Life in Canberra will take another step towards COVID-normal under the ACT Government’s Public Health Amendment Bill 2021 (No 2), introduced in the Legislative Assembly today.
The Bill proposes to enable the Executive, Minister for Health and Chief Health Officer to issue public health directions to protect the community from COVID-19 once the ACT steps out of the Public Health Emergency.
Chief Minister Andrew Barr said public health emergencies are declared in response to extreme situations, and the ACT Government is keen to keep its interventions in proportion to the public health risk to our community.
“This Bill provides Government with the ability to step down from the public health emergency while continuing to protect Canberrans as we learn to live in a COVID-normal world,” Chief Minister Barr said.
“It’s essential that we maintain the ability in the short to medium term to respond quickly to changing circumstances, such as fresh outbreaks or any emerging variants of concern. That’s why the public health direction powers proposed in this Bill would continue to allow the ACT Government to implement test, trace, isolate and quarantine measures, as well as requirements for people to be vaccinated against COVID-19 in some circumstances.
“The ACT Government has learnt from the experiences of other jurisdictions around Australia in the development of our legislation. The Bill doesn’t give Government the power to impose lockdowns or curfews as part of the proposed public health directions. It wouldn’t allow the ACT Government to prohibit businesses, events or activities from running. A declared state of emergency would need to be in place for these restrictions to be re-introduced.

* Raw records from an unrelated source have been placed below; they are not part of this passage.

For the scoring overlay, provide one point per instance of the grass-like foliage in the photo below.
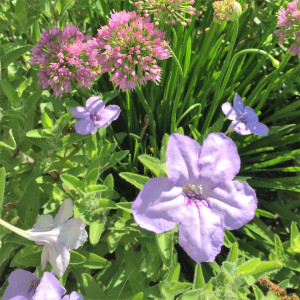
(172, 129)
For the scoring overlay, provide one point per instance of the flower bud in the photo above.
(236, 12)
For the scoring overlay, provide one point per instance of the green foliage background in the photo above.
(45, 161)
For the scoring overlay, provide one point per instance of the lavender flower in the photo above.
(58, 236)
(199, 194)
(24, 285)
(244, 119)
(94, 116)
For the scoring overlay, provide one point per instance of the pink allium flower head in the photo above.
(288, 21)
(169, 11)
(229, 10)
(63, 56)
(130, 46)
(199, 194)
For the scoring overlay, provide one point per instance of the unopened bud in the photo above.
(236, 12)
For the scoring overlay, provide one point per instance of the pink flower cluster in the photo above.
(229, 10)
(169, 11)
(289, 22)
(129, 47)
(63, 56)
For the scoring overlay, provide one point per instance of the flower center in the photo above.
(194, 195)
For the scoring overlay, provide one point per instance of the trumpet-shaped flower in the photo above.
(130, 47)
(94, 116)
(58, 236)
(199, 194)
(169, 11)
(244, 119)
(24, 285)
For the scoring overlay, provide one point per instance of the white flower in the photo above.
(58, 236)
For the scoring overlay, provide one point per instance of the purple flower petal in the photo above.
(73, 296)
(65, 212)
(241, 128)
(234, 201)
(80, 112)
(22, 285)
(238, 104)
(219, 159)
(72, 234)
(59, 258)
(201, 233)
(84, 127)
(182, 156)
(108, 114)
(49, 288)
(229, 111)
(158, 206)
(94, 105)
(248, 115)
(259, 129)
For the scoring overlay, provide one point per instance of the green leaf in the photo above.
(137, 180)
(94, 261)
(125, 206)
(38, 133)
(76, 258)
(14, 55)
(248, 266)
(92, 288)
(28, 256)
(72, 182)
(234, 252)
(28, 207)
(11, 94)
(153, 164)
(199, 281)
(46, 121)
(8, 141)
(165, 245)
(2, 185)
(96, 229)
(265, 267)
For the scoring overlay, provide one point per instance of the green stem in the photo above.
(177, 97)
(271, 85)
(151, 117)
(15, 229)
(274, 61)
(218, 95)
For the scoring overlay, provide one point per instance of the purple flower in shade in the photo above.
(94, 116)
(199, 194)
(244, 119)
(24, 285)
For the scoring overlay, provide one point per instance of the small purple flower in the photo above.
(244, 119)
(94, 116)
(199, 194)
(24, 285)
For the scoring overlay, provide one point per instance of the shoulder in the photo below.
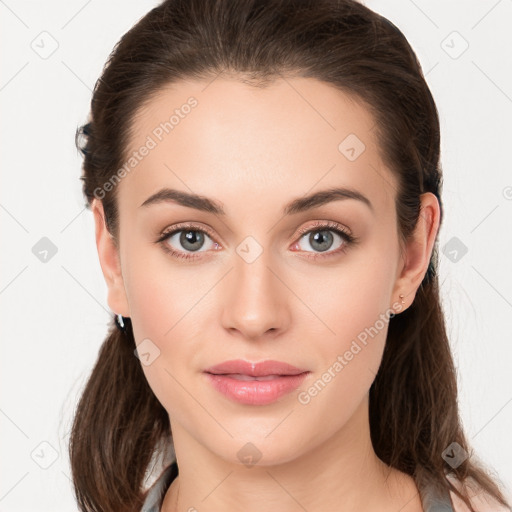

“Importantly, this Bill is COVID-19 specific, each type of public health direction under this Bill would have a set time limit, and the Bill itself has a sunset clause that gives it an 18-month lifespan,” the Chief Minster said.
Minister for Health Rachel Stephen-Smith said the Government has worked closely with the Human Rights Commission during the drafting of the Bill.
“We feel confident that we have got safeguards in place to ensure the Bill is compatible with human rights and the expectations of our community,” Minister Stephen-Smith said.
“The Bill formalises the ability for people to seek an internal review if they are unhappy with decisions about their exemption applications and introduces the capacity for external review of decisions around quarantining, isolating or entry into the ACT for health or compassionate reasons.
“This Bill will enable us to move out of the public health emergency that was declared in March 2020, and safely and cautiously move toward living in a COVID-normal world.”
Minister Stephen-Smith has referred the Bill to the Standing Committee on Health and Community Wellbeing to inquire into the provisions and hear from the public about how we can continue to manage this ongoing pandemic.